Research Paper Volume 12, Issue 21 pp 22199—22219
Prognostic roles of metabolic reprogramming-associated genes in patients with hepatocellular carcinoma
- 1 Department of Pharmacology, School of Basic Medicine, Shanxi Medical University, Taiyuan 030001, China
- 2 Department of Endocrinology, The First Affiliated Hospital of Shanxi Medical University, Taiyuan 030001, China
Received: June 6, 2020 Accepted: August 8, 2020 Published: November 12, 2020https://doi.org/10.18632/aging.104122
How to Cite
Copyright: © 2020 Cui et al. This is an open access article distributed under the terms of the Creative Commons Attribution License (CC BY 3.0), which permits unrestricted use, distribution, and reproduction in any medium, provided the original author and source are credited.

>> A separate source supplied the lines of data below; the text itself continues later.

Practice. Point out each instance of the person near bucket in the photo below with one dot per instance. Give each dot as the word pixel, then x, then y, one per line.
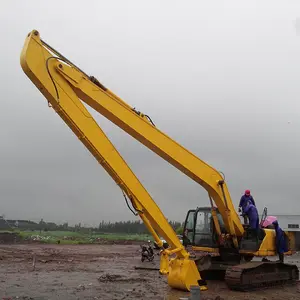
pixel 247 197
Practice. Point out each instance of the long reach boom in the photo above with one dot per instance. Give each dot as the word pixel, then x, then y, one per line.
pixel 64 85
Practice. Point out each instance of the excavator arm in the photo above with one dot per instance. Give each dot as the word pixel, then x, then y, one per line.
pixel 57 77
pixel 45 67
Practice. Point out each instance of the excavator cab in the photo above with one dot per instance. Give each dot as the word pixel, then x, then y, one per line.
pixel 199 228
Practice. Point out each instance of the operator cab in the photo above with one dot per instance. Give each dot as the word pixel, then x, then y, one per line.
pixel 199 229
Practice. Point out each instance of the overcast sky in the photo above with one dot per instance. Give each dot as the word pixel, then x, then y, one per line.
pixel 220 78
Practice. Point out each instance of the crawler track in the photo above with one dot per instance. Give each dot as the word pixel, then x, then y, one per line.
pixel 258 275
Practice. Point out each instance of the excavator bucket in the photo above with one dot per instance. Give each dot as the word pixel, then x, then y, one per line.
pixel 183 274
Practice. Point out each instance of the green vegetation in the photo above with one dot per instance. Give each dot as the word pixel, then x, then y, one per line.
pixel 69 237
pixel 51 233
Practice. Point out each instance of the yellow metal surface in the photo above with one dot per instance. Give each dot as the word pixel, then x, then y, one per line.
pixel 45 72
pixel 205 249
pixel 65 86
pixel 183 274
pixel 109 106
pixel 124 116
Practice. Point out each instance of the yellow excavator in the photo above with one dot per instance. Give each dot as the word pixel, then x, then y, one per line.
pixel 216 232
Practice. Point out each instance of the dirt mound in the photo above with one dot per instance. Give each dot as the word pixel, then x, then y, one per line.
pixel 9 238
pixel 117 278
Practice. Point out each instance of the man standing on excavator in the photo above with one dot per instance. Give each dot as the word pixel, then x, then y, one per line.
pixel 247 197
pixel 251 212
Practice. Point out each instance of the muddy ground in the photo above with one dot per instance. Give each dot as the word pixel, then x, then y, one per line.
pixel 99 272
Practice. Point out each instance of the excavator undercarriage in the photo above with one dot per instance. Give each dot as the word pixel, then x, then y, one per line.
pixel 236 267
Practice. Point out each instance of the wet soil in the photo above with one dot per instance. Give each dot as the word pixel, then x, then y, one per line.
pixel 34 271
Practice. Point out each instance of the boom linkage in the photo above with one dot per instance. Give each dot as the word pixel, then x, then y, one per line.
pixel 64 94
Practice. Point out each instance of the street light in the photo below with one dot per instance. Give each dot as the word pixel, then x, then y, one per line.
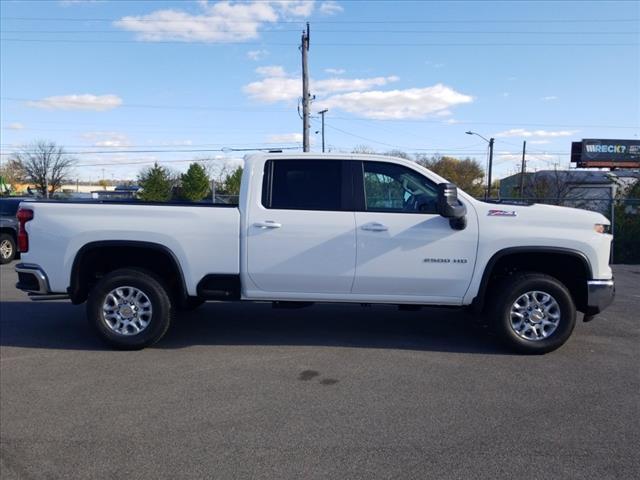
pixel 487 193
pixel 322 112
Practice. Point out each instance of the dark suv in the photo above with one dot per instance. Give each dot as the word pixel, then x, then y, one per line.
pixel 8 228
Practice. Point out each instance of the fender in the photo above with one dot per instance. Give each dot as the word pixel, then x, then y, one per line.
pixel 75 290
pixel 479 300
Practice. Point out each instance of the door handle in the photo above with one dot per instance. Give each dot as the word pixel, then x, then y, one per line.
pixel 267 224
pixel 375 227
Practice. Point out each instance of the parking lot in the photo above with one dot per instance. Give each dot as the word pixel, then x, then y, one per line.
pixel 246 391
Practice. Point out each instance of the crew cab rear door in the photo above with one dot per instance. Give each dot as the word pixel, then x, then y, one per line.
pixel 301 235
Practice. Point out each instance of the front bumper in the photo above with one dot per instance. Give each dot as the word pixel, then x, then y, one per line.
pixel 32 279
pixel 600 294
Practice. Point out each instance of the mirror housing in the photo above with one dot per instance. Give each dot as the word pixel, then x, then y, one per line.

Metabolic reprogramming for adaptation to the tumor microenvironment is recognized as a hallmark of cancer. Although many altered metabolic genes have been reported to be associated with tumor pathological processes, systematic analysis of metabolic genes implicated in hepatocellular carcinoma prognosis remains rare. The aim of this study was to identify key metabolic genes related to hepatocellular carcinoma, and to explore their clinical significance. We downloaded mRNA expression profiles and clinical hepatocellular carcinoma data from The Cancer Genome Atlas database to explore the prognostic roles of metabolic genes. Five prognosis-associated metabolic genes, including POLA1, UCK2, ACYP1, ENTPD2, and TXNRD1, were screened via univariate Cox regression analysis and a LASSO Cox regression model, which divided patients into high- and low-risk groups. Furthermore, gene set enrichment analysis revealed that significantly-enriched gene ontology terms and pathways involving high-risk patients were focused on regulation of nucleic and fatty acid metabolism. Taken together, our study identified five metabolic genes related to survival, which can be used to predict the prognosis of patients with hepatocellular carcinoma. These genes may play essential roles in metabolic microenvironment regulation, and represent potentially important candidate targets in metabolic therapy.